Nazar_Serdyuk wrote: Let $n, a, b$ be integers with $n \geq 2$ and $a \notin \{0, 1\}$ and let $u(x) = ax + b$ be the function defined on integers. Show that there are infinitely many functions $f : \mathbb{Z} \rightarrow \mathbb{Z}$ such that $f_n(x) = \underbrace{f(f(\cdots f}_{n}(x) \cdots )) = u(x)$ for all $x$. If $a = 1$, show that there is a $b$ for which there is no $f$ with $f_n(x) \equiv u(x)$. We apply $f$ to both sides to get $\begin{*align}f_{n+1}(x)=f_{n+1}(x)\implies f_n(f(x))=f(f_n(x))\implies u(f(x))=f(u(x))\implies f(ax+b)=af(x)+b\;\;\;(\star)$. Now we claim that there are infinitely many linear functions that work. Let $f(x)=rx+s$ It suffices to show that $\exists$ infinitely many $r,s\in\mathbb{Z}$ satisfying $(\star)$ .Now comparing both sides we need $br+s=as+b\implies br-s(a-1)=b$. Now this diophantine equation has a solution if $\text{gcd}(b,a-1)\mid b$.But that's trivially true.So this diophantine equation has infinitely solutions in $\mathbb{Z}$.And we are done.

That's not at all true.
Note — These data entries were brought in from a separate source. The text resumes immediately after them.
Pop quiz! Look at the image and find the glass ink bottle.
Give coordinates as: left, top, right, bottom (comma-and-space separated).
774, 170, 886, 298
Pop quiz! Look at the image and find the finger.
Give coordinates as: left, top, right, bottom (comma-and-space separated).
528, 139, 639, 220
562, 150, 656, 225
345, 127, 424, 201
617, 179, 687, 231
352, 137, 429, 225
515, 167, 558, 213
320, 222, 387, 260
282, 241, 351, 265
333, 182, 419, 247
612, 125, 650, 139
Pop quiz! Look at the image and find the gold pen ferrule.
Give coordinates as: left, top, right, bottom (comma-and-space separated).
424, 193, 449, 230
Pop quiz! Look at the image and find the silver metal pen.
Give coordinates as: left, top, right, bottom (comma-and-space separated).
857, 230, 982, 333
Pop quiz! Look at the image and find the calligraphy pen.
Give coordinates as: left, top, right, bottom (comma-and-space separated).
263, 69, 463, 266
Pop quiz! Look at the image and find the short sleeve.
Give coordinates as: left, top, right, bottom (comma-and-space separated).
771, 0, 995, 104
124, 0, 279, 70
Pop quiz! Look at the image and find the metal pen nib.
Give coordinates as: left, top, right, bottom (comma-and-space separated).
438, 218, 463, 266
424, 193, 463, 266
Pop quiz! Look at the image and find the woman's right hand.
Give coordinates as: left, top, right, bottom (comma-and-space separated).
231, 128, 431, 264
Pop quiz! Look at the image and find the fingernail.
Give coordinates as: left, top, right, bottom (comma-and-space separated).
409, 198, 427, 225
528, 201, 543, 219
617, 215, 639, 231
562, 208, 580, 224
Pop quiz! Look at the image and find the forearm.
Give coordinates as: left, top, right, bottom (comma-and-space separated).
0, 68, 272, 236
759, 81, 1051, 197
Where do you use $n$ in your answer? The usual solution is to (except for $a=0, \pm 1$) is to divide those elements not in the range of $u$ (of which there are an infinite number) into $n$ equinumerous sets, with bijections from the first to the second to the third ... to the last to the first again. There are certainly an infinite number of ways to do this. Then our $f$ is equal to these bijections except for the last one: in this case, it's equal to $u$ composed with the bijection. And $u(f(x))=f(u(x))$, extending $f$ to the range of $u$. Since every element in $\mathbb{Z}$ can be taken back a finite number of times, every element of $\mathbb{Z}$ has $f$ defined on it. Now for $a=-1$, we can divide the set of pairs $\{x, b-x\}$ into $n$ equinumerous sets with bijections from each set to the next, and from the last to the first. And again, take $f$ to be the bijections from one element in the first pair to an element in the second pair, from that to an element in the third pair, and so on: then $f$ is $u$ composed with the final bijection, and $f(u(x))=u(f(x))$. If $b$ is even, we require $f\left(\frac{b}{2}\right)=\frac{b}{2}$. If $a=0$ then it doesn't work: $f(x)=b$ is clearly the only function that works. If $a=b=1$ then it also doesn't work: as joybangla wrote, $f(x+1)=f(x)+1$ so $f(x)=x+c$ for some $c$. But this gives us $u(x)=f_n(x)=x+nc\neq x+1$.